The first recorded mention of rendered animal fat mixed with water and a thickening agent (ground wheat flour, colloid gel extracted from animal bones, human hair, etc.) and water (to increase volume) dates to Sassanid Persia. The evidence is found carved into stone stelae in the ruins of Ctesiphon where the recipe is listed side by side with its uses, including to mask the flavor of pre-refrigeration rotting food, as an offering to the gods and, naturally, as currency. Gravy as a basis for the exchange of goods and services was as geographically widespread as it was long lasting, improving along a socio-evolutionary line from soup (too thin) and, further, water (unimproved upon and thus a throwback to animism and apostasy, the use of which was punishible by drowning). The construction of the Versailles palace was largely financed by the sale of hunting rights in royal forests, innovations in deficit financing, the relaxation of Christian moral restrictions on usury and untold gallons of béchamel.

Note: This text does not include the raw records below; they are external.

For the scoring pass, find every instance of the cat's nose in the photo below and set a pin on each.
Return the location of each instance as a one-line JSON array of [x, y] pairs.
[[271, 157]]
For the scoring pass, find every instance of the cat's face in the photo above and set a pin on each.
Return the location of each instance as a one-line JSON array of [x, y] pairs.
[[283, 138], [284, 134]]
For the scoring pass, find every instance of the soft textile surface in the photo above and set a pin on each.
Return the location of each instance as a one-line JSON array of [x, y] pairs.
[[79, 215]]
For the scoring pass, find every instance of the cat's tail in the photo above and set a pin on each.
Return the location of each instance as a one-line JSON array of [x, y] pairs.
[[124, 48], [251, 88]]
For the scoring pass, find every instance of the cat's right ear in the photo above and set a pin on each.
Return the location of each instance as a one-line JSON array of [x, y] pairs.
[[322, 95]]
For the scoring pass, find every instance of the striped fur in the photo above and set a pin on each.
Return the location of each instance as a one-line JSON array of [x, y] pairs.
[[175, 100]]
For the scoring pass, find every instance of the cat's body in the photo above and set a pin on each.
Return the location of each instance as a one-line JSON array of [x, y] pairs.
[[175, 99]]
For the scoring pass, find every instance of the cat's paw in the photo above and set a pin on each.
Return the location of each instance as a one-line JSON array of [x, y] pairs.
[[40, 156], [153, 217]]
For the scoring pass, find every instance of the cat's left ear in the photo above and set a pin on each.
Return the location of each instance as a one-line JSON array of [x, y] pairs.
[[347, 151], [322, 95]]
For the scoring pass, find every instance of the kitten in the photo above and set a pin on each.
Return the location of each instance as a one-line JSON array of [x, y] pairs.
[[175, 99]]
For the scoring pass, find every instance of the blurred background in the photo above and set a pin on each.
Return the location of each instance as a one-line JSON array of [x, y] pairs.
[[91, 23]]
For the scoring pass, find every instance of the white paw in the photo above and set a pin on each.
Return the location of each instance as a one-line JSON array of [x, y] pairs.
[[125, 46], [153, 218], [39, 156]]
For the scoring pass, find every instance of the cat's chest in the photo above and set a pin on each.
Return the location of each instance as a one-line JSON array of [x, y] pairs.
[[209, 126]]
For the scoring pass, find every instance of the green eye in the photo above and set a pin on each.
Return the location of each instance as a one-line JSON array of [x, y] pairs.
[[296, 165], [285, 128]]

The extravagant expenditure of white gravy flooded the markets to the point that the ubiquity of it destroyed the gravy-based economy forever. The liquid-tight belt purse manufacturing sector also fell into disuse and eventually failed.

Modern Uses

The rise of modern number-fascism and the construction of modern cash registers have pushed gravy even further from the realm of consideration from its historical position as an economic cornerstone. Currently gravy, in all its forms, can be found passive-aggressively stewing on stovetops across the western world on major holidays, fraying the last nerves of parents everywhere after a full day of cooking an enormous meal for ungrateful children by frustrating the desired lump-free consistency with its impossible calculus of heat, time, stir frequency and the dreaded water-to-flour ratio. The end result is either an unfortunately brown-tinged water-like substance that sticks to nothing or a deep, chocolate-colored paste with twice the viscosity of the actual mashed potatoes they are supposed to adorn; neither version has ever had a recorded flavor.

Also goes OK with biscuits if it is breakfast time and you are fat.